Seventeen: Amon had never forgotten the family name he was born to, or where he had lived until he had ran away. There had been no abuse there. His reasons for leaving were his own and he never spoke of them. But when he was fifteen and found his mother sniffing around the Garam household in search of a job, he made one trip back to the old home. When he read the obituary in the papers some days later, he smiled at a job well done.
Eighteen: Amon had never liked cats or dogs. As time passed, he had more reasons not to like them. Dogs reminded him too much of how loyal he was to Sid and their parents, performing any trick he could in order to get their praise. Cats reminded him too much of how he didn’t want to be that loyal.
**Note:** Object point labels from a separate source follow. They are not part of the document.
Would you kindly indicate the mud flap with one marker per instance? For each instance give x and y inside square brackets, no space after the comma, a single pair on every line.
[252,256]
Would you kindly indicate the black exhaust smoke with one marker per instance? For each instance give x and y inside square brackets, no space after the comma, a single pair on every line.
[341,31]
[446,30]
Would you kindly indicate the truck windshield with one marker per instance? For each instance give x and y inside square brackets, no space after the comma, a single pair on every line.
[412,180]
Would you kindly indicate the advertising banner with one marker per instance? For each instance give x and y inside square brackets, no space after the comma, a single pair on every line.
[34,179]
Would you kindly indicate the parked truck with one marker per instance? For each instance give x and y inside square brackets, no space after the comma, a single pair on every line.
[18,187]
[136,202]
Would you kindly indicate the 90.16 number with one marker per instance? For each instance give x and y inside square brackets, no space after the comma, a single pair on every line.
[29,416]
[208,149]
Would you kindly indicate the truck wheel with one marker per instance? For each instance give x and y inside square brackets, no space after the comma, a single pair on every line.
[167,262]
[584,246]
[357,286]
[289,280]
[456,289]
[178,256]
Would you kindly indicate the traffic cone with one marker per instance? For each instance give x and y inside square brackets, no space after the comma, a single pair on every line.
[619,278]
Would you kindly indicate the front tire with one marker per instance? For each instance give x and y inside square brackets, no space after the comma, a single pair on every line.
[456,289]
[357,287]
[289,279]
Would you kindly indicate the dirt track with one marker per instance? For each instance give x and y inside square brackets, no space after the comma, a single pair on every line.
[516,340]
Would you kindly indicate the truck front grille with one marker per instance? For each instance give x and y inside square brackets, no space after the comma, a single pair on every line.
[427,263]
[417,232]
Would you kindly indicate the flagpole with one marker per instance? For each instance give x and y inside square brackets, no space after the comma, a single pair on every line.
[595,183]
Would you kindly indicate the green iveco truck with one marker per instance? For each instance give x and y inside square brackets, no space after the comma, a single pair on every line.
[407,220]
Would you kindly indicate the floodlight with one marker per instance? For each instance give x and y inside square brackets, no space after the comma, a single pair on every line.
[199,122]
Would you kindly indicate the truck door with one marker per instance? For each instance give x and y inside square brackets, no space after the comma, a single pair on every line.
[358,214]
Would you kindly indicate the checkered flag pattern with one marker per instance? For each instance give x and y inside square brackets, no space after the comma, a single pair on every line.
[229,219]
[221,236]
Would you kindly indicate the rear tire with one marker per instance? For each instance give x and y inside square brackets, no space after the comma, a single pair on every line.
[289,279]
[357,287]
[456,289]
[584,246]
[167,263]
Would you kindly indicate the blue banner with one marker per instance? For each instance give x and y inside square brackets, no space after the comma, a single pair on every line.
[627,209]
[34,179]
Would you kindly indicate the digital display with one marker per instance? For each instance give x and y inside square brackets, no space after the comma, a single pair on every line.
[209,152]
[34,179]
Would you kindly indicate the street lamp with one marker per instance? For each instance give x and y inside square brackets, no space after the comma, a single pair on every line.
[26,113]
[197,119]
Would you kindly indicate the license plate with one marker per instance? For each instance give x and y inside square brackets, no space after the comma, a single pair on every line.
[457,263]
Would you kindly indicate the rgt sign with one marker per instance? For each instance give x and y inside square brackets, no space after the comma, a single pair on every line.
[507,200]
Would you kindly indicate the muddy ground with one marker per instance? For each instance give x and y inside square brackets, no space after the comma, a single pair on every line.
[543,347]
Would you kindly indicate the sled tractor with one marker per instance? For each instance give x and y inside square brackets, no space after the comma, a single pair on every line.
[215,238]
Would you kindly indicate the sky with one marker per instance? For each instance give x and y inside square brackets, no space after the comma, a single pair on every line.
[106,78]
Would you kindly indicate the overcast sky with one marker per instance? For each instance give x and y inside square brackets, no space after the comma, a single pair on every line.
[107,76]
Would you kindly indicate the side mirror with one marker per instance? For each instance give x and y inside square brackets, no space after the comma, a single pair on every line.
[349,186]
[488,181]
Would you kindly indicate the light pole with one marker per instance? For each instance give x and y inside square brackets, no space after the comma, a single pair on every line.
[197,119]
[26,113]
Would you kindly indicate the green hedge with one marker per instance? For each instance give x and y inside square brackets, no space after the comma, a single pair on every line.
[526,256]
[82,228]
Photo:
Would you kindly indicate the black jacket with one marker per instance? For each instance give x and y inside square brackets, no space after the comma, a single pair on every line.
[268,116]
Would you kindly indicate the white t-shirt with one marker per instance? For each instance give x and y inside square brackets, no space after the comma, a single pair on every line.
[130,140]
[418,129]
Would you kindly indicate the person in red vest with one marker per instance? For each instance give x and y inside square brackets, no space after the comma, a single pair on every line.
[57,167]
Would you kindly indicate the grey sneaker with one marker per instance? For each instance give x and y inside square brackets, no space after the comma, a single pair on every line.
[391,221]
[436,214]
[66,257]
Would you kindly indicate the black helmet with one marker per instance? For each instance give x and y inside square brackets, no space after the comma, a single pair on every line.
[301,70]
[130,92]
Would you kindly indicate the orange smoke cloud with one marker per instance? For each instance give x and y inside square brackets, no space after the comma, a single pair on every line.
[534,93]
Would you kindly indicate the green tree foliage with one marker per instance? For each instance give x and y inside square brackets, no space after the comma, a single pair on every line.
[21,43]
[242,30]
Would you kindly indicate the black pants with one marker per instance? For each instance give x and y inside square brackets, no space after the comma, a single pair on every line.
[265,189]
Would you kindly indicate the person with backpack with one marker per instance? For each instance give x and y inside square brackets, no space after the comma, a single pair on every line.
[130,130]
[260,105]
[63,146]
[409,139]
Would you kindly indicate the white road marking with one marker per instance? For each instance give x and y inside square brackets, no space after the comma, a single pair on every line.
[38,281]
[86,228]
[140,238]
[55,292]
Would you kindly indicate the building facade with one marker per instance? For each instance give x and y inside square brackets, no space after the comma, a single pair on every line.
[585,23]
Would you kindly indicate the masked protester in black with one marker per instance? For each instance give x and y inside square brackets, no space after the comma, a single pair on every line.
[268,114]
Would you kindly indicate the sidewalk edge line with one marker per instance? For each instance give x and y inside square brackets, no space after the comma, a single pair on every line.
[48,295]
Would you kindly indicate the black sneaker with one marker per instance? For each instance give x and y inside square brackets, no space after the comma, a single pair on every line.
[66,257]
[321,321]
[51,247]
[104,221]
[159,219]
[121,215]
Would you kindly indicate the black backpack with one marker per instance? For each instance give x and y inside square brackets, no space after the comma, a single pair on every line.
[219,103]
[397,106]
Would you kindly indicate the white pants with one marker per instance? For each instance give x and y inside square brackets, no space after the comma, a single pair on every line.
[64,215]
Dogs were who he was. Cats were who he wanted to be. So he hated them all.
Nineteen: Amon protected Sid from anything that could harm him in any way. This protection would last until Sid was mature enough to protect himself and to run Garam Finance. This was why Amon encouraged Sid to find other pursuits than dueling, despite how popular it was, and how much Sid enjoyed the few practice duels they had against one another. Amon didn’t want Sid to think about the Pro Leagues and the wealth and connections available there. Sid would only be disappointed in the end. Amon protected Sid from himself.
Twenty: Someone had once accused Goa Garam of multiple crimes, most of which were patently ridiculous for someone in the public eye as he was. Not long after the accusations began, the accuser dropped out of sight. Amon didn’t think the crime of murder was so horrible when it came to protecting the honor of his family. If anyone had ever asked, he would have said he was only guilty of aggravated assault. Her lies had aggravated him.